Landessozialgericht Nordrhein-Westfalen
Urteil vom 22.03.2011 (nicht rechtskräftig)
Sozialgericht Duisburg S 39 AS 317/10
Landessozialgericht Nordrhein-Westfalen L 6 AS 3/11
Auf die Berufung der Klägerin wird das Urteil des Sozialgerichts Duisburg vom 20.07.2010 aufgehoben und die Sache
zur erneuten Verhandlung und Entscheidung an das Sozialgericht Duisburg zurückverwiesen. Dem Sozialgericht bleibt
die Entscheidung auch über die Kosten des Berufungsverfahrens vorbehalten.
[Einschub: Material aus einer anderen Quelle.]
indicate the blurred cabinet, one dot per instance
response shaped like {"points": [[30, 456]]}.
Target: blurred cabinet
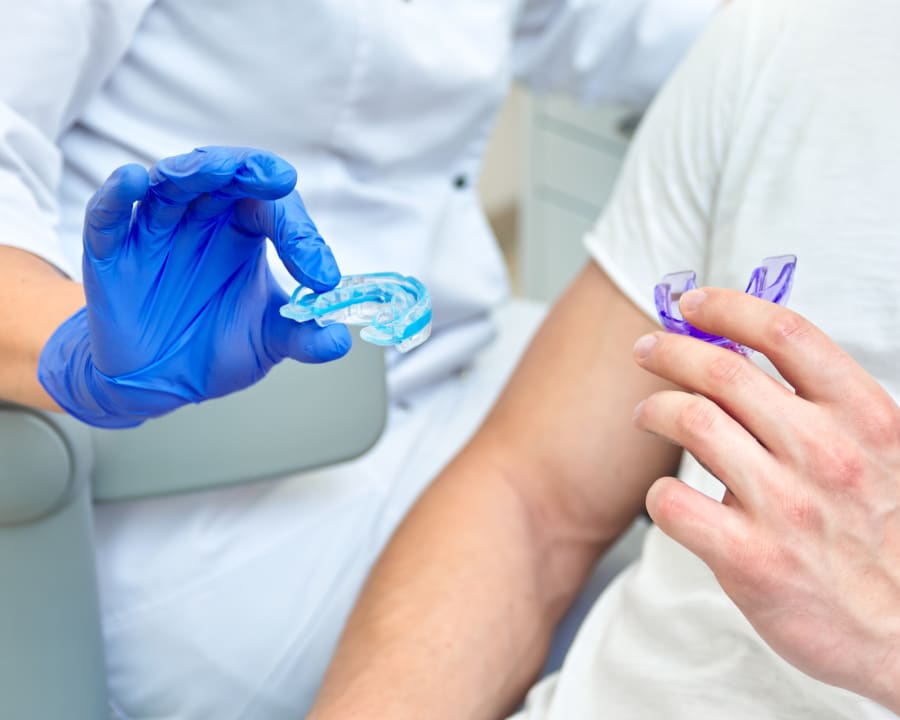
{"points": [[573, 155]]}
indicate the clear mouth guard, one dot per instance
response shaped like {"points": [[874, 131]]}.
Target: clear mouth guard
{"points": [[771, 281], [396, 309]]}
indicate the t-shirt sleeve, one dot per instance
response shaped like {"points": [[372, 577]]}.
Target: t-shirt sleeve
{"points": [[660, 215], [53, 56], [609, 50]]}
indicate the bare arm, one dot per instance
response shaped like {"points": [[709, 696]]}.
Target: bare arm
{"points": [[34, 300], [461, 607]]}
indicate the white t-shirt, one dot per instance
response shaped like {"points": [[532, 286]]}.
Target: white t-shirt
{"points": [[384, 107], [228, 604], [779, 134]]}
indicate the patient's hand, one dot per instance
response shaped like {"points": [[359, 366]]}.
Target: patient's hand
{"points": [[807, 539]]}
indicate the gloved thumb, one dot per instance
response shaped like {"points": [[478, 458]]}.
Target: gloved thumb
{"points": [[298, 242], [304, 342]]}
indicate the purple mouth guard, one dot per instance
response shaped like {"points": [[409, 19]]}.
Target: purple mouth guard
{"points": [[771, 281]]}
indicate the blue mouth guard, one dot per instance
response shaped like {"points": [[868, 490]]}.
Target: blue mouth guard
{"points": [[395, 309], [770, 281]]}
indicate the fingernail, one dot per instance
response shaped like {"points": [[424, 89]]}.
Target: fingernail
{"points": [[644, 345], [691, 300]]}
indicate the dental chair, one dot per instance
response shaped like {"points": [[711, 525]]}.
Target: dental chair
{"points": [[52, 468]]}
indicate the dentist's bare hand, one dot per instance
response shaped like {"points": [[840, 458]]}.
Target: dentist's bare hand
{"points": [[807, 539]]}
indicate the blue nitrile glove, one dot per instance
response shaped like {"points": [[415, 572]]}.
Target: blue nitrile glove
{"points": [[181, 304]]}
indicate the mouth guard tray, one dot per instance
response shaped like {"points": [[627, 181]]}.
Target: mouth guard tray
{"points": [[395, 309], [770, 281]]}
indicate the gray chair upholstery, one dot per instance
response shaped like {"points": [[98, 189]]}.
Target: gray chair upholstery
{"points": [[52, 468]]}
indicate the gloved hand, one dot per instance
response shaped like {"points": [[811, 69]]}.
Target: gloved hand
{"points": [[181, 303]]}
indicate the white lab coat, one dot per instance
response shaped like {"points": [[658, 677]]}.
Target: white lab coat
{"points": [[384, 107]]}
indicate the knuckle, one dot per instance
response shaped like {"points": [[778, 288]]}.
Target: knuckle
{"points": [[786, 329], [802, 514], [840, 463], [730, 369], [756, 562], [697, 417]]}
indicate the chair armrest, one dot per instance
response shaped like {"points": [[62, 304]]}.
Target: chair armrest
{"points": [[51, 655]]}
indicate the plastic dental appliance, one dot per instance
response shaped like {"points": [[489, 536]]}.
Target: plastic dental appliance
{"points": [[770, 281], [395, 309]]}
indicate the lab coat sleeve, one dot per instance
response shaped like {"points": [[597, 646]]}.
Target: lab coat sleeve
{"points": [[605, 50], [54, 54]]}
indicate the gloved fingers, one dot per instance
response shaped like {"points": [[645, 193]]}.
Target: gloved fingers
{"points": [[208, 180], [260, 175], [307, 342], [107, 217], [298, 242]]}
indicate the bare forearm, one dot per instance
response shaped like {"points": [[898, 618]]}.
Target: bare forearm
{"points": [[460, 609], [460, 619], [34, 300]]}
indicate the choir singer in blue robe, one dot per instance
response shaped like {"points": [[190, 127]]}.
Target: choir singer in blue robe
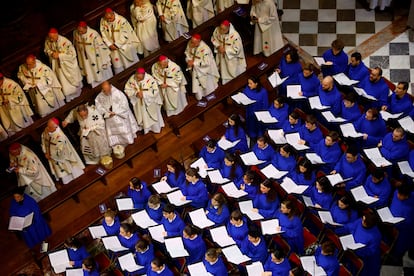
{"points": [[21, 206]]}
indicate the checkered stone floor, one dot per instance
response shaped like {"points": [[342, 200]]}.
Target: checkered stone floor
{"points": [[396, 60], [314, 24]]}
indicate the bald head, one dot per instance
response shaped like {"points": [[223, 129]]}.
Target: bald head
{"points": [[327, 83], [106, 87]]}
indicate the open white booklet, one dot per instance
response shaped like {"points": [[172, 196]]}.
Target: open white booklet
{"points": [[19, 223]]}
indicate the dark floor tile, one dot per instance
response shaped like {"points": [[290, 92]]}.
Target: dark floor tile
{"points": [[308, 39], [327, 27], [290, 27], [383, 16], [365, 27], [348, 39], [291, 4], [399, 48], [380, 61], [322, 50], [397, 75], [309, 15], [412, 62], [345, 15], [327, 4]]}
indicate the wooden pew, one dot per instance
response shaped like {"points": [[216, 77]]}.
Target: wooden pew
{"points": [[192, 111]]}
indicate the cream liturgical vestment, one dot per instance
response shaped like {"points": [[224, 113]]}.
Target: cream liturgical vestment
{"points": [[120, 33], [15, 112], [93, 55], [145, 26], [267, 34], [32, 173], [122, 127], [174, 22], [174, 94], [43, 87], [64, 161], [232, 62], [92, 132], [199, 11], [148, 108], [65, 66], [204, 73]]}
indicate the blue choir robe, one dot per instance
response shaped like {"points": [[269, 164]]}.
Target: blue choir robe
{"points": [[398, 105], [238, 233], [329, 263], [376, 130], [38, 231], [323, 199], [217, 218], [411, 159], [255, 252], [254, 129], [144, 259], [165, 272], [174, 227], [339, 63], [343, 217], [155, 214], [231, 135], [140, 198], [213, 159], [300, 179], [289, 128], [351, 114], [356, 170], [309, 85], [405, 209], [379, 90], [332, 99], [249, 188], [312, 138], [281, 269], [129, 242], [196, 249], [293, 232], [196, 192], [77, 255], [281, 114], [381, 190], [266, 209], [284, 163], [176, 181], [359, 72], [370, 253], [265, 154], [113, 229], [330, 155], [226, 172], [290, 70], [394, 151], [216, 269], [90, 273]]}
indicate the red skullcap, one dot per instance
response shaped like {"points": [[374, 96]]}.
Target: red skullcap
{"points": [[14, 146], [162, 58], [197, 36], [82, 24], [226, 23], [55, 120], [141, 70], [53, 31]]}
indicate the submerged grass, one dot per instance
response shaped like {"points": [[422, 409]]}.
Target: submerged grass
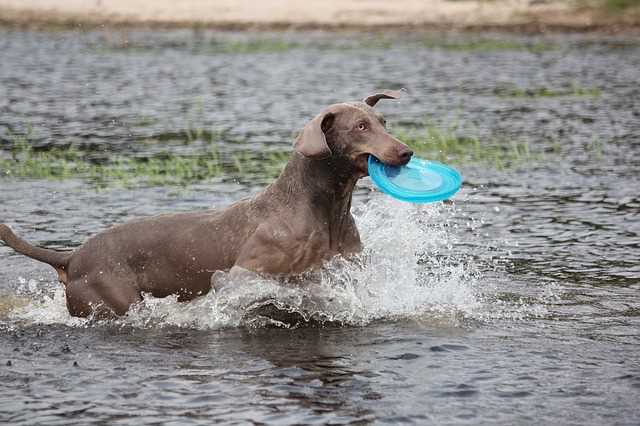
{"points": [[164, 168], [207, 161], [445, 145]]}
Die Revision wird nicht zugelassen.
Tatbestand:
Mit ihrer am 27.10.2010 beim Sozialgericht Duisburg erhobene Klage hat sich die Klägerin gegen einen Bescheid des
Beklagten vom 15.06.2009 in der Gestalt des Widerspruchsbescheides vom 06.01.2010 gewandt und begehrt, den
Beklagten zur Übernahme restlicher Heizkostennachforderungen nach dem Zweiten Buch Sozialgesetzbuch (SGB II)
in Höhe von 572,47 EUR für das Jahr 2008 als Zuschuss und nicht, wie vom Beklagten mit Bescheid vom 27.11.2009
zuerkannt, als Darlehen zu verpflichten.
Das Sozialgericht hat am 20.07.2010 mit Einverständnis der Beteiligten eine Entscheidung ohne mündliche
Verhandlung getroffen, die ausweislich der von allen Richtern der erkennenden Kammer unterschriebenen
Niederschrift lautet:
1.Die Klage wird abgewiesen.
2.Eine Kostenerstattung findet nicht statt.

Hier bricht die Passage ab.